The thing about dogs with (mostly) white fur is how vividly blood shows up.

In absolute accordance with her instincts, her breeding and her inclination, Daisy has brought me birds, moles, squirrels and rabbits and I have been consistently ungrateful.
Then she and Bruno did their best to bring in venison and I was not calm, not collected, and not phlegmatic about the ways of nature. (I was distressed, hysterical.)

We were sitting in the garden discussing matters of great importance (bees, blueberries, Beat literature) when I heard barking and the sound of a deer in distress. It is a sound not unlike a baby crying but deeper in tone, more feral, and you only need to hear it once to know it forever.

Reine took Leda away, inside, hopefully out of earshot.

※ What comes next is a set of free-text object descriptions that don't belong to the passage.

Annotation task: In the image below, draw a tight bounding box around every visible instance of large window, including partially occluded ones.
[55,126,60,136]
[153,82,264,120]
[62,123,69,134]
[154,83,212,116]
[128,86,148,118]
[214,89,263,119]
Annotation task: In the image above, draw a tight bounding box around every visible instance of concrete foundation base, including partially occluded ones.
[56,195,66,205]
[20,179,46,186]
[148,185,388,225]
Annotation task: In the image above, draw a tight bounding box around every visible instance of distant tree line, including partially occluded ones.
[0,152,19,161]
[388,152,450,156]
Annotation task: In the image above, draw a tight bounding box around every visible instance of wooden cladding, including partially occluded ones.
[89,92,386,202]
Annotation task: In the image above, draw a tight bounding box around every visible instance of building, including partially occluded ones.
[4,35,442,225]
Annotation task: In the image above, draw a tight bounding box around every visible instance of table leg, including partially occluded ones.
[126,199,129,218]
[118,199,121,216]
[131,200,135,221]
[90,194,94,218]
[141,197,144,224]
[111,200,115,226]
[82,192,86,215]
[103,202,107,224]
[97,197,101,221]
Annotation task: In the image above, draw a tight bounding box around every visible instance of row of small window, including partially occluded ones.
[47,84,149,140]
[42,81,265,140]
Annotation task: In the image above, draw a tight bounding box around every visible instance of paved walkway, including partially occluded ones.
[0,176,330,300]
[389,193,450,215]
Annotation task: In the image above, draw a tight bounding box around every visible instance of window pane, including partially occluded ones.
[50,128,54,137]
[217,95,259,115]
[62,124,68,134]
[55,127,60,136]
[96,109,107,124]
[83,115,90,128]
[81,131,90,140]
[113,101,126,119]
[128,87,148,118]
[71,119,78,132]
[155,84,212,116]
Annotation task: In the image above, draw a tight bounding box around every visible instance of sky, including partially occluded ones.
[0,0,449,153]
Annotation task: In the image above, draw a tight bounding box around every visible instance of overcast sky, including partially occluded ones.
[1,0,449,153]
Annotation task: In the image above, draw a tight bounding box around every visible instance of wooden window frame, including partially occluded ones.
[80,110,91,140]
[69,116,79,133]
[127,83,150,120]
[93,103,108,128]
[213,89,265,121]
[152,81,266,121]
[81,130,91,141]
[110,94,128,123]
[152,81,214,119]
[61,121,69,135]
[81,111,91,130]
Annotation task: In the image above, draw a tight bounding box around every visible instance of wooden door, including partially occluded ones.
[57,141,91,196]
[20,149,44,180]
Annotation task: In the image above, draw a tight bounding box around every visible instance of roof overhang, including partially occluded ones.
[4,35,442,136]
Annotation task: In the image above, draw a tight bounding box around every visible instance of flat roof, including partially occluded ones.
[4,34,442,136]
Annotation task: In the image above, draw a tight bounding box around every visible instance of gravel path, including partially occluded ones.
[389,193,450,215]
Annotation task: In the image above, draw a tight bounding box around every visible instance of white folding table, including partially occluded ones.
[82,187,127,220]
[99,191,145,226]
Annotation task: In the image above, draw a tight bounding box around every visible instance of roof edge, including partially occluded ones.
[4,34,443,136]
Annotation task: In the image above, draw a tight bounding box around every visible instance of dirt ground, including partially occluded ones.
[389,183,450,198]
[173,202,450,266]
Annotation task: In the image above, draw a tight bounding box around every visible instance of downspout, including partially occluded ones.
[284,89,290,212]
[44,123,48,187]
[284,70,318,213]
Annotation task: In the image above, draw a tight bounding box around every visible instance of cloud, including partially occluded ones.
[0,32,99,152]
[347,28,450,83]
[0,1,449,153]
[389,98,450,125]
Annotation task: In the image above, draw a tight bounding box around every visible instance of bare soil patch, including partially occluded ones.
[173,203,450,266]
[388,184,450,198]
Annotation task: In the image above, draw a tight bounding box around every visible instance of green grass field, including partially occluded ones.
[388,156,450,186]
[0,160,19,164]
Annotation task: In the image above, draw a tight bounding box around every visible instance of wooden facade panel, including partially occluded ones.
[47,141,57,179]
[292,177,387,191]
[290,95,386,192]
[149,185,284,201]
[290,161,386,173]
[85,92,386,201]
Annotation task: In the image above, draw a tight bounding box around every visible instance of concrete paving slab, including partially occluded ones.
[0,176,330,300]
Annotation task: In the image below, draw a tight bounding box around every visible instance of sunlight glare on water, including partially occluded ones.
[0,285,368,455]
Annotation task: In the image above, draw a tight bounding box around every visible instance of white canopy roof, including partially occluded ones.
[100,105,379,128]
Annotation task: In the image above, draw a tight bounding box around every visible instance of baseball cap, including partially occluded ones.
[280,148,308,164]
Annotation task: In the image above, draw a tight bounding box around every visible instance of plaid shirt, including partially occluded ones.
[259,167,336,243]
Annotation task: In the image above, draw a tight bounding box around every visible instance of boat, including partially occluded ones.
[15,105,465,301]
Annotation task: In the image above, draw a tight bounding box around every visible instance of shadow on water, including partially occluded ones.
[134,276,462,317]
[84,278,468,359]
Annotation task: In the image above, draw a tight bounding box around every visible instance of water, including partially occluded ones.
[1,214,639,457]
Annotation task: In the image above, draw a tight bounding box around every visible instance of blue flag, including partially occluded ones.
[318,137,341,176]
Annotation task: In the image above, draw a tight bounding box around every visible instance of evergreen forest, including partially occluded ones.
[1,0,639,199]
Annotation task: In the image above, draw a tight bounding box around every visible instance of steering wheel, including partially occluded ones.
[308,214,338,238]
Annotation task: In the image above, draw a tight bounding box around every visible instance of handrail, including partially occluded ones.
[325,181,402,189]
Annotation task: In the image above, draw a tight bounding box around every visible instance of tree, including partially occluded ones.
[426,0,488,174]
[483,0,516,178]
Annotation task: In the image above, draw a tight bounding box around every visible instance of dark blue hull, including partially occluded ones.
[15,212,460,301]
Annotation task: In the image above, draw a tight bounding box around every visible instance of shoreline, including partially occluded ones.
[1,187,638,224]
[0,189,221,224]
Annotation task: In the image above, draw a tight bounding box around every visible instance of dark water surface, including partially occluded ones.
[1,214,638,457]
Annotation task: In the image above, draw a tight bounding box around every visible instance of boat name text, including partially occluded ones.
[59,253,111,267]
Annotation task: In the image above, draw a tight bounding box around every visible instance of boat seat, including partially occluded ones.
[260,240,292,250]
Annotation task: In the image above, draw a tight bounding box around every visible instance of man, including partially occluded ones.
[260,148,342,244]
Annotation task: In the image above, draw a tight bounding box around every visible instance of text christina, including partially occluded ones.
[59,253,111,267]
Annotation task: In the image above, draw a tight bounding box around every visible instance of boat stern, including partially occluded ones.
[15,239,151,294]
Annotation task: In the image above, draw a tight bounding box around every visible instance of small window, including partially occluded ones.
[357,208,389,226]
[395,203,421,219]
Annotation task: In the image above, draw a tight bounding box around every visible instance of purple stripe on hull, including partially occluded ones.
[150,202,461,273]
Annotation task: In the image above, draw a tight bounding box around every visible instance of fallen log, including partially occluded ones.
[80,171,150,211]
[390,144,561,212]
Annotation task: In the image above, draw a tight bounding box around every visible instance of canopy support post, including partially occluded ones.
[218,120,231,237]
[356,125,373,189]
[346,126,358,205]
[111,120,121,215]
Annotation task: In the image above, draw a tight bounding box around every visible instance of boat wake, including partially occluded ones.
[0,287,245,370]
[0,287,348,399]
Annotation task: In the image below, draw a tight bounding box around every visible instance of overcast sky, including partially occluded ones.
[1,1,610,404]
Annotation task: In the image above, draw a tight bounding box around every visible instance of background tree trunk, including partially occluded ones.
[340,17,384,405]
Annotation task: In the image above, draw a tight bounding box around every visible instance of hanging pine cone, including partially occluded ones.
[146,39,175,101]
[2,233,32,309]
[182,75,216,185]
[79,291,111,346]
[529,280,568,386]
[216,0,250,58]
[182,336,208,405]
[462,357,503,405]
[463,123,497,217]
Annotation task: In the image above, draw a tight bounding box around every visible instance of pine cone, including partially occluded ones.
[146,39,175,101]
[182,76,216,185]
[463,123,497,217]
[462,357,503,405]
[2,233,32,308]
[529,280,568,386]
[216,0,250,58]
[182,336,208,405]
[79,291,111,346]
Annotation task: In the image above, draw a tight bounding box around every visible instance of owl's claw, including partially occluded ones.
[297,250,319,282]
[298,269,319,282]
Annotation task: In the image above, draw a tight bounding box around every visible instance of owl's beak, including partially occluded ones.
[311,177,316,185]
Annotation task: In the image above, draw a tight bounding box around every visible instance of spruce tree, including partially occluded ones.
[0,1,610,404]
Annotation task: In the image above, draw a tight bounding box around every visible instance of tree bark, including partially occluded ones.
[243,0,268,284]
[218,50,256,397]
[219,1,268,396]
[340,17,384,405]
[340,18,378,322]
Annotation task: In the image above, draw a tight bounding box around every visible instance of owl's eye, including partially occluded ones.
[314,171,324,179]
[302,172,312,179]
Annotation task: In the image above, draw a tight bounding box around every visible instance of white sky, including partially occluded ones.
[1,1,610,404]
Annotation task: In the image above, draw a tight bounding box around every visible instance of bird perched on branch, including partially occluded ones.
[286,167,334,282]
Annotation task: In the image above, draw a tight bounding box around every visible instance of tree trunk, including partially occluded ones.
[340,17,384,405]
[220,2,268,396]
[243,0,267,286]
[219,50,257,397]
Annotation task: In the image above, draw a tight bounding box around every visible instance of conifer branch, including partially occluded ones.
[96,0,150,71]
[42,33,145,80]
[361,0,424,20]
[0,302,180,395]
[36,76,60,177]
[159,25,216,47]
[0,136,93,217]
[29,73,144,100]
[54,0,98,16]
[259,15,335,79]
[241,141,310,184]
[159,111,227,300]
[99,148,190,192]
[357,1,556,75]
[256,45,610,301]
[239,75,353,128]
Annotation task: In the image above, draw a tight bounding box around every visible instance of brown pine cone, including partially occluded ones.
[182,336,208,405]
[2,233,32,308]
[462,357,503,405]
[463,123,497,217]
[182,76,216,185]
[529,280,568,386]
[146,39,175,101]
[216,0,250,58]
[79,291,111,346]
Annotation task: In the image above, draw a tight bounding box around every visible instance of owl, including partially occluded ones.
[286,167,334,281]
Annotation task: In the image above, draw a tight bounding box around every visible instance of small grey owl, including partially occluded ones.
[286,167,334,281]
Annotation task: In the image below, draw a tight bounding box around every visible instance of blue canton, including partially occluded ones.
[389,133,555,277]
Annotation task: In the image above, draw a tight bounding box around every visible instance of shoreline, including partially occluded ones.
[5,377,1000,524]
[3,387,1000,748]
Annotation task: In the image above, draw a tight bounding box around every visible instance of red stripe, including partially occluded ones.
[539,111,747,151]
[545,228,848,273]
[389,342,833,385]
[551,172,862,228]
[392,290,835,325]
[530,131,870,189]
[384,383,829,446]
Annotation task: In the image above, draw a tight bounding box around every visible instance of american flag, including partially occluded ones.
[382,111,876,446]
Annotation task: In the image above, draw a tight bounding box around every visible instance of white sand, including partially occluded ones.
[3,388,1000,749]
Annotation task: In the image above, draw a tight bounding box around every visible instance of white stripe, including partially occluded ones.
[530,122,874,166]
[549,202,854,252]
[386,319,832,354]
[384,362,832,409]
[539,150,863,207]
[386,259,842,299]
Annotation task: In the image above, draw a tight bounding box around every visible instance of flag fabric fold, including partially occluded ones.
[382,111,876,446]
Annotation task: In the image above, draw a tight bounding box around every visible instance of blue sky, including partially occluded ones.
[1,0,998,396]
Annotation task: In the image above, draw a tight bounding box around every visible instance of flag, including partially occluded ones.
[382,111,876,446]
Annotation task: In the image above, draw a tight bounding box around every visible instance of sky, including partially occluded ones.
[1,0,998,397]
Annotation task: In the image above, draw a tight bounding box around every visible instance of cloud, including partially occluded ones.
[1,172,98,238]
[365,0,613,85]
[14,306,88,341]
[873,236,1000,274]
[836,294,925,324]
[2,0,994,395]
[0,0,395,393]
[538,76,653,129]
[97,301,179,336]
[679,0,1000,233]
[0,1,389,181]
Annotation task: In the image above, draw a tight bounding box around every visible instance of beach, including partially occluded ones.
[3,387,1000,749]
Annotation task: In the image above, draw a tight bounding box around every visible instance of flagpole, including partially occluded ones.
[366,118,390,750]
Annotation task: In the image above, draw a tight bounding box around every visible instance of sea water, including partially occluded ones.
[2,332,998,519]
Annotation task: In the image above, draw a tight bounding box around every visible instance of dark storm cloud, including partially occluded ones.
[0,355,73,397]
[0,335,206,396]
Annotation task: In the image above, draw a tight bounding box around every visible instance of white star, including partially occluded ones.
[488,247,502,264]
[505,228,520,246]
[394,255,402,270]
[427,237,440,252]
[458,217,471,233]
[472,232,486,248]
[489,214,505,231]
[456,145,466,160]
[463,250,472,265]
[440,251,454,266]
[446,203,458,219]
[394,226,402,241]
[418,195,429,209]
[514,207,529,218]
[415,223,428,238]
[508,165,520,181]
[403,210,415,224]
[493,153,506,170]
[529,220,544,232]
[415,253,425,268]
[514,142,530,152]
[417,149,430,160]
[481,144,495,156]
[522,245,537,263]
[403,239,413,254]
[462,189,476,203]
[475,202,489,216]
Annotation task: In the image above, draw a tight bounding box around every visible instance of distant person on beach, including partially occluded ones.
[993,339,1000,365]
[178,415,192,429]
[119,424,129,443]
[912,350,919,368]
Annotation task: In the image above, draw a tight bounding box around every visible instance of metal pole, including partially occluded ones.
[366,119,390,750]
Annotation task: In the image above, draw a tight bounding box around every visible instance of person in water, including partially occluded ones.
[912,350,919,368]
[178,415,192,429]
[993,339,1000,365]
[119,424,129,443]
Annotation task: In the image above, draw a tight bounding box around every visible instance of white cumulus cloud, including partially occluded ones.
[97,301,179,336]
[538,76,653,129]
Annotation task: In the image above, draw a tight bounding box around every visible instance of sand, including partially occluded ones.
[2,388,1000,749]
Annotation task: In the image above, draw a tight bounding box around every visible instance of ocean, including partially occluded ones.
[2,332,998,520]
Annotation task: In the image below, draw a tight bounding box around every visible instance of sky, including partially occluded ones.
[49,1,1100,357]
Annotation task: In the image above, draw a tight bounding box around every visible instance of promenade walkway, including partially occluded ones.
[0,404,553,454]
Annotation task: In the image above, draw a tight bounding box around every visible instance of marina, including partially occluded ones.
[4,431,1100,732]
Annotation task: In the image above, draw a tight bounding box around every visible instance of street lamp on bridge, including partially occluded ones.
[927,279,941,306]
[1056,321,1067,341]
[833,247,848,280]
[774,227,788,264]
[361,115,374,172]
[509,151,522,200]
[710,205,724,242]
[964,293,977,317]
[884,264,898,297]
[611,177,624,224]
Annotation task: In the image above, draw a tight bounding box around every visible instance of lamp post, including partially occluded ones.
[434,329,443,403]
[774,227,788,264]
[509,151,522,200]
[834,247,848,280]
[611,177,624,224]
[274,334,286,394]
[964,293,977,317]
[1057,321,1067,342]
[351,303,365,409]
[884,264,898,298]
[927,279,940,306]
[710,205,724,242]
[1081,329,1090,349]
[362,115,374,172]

I rushed to the scene, as it were, and found both dogs in mortal battle with a fawn. Not a new fawn, more like a teenager. The fawn was on the ground, bitten and bleeding, and Daisy was fastened onto her haunch. I screamed and screamed at the dogs to back off, let go, with no effect at all except to summon my neighbor. (Another story.) Finally I was able to grab hold of Daisy and get her away, knowing that once I got Daisy away Bruno would back off, being the beta dog he is and the milder of the two. But Bruno did not immediately back off and it wasn’t until my neighbor took hold of Daisy for me that I was able to get Bruno leashed as well. Meanwhile, the injured fawn slunk into the tall grass to lick her wounds. And die? I don’t know.
Incidents like this reinforce just how out of whack this habitat has become; and how insane it is to have herds of deer roaming these river towns so close to the city, where the deer’s only predators are my dogs and cars, and where I can’t put an injured creature out of its misery. Not that I would know what to do with a gun, but that’s the idea.

As Reine later pointed out, my panic & fear were not unmixed with guilt, for I am far more likely to wish the deer elsewhere, dead & gone, than I am to fight for their tick-bearing, garden-decimating lives.

Leda (2 years old, with a vast vocabulary for the animal kingdom) was the sanguine one. “Daisy scared a fawn, Daisy scared a fawn. The fawn was scared. Daisy was scared.” She repeats this again and again, constructing a version of events she can understand, making sense out of the noises.

CSB pointed out, correctly, that I was crazy to interject myself between the dogs and their prey, because they could very well have turned on me. Thankfully, they did not. But I wasn’t thinking. Like them, I was operating on instinct. Though it’s not entirely clear to me what that instinct was.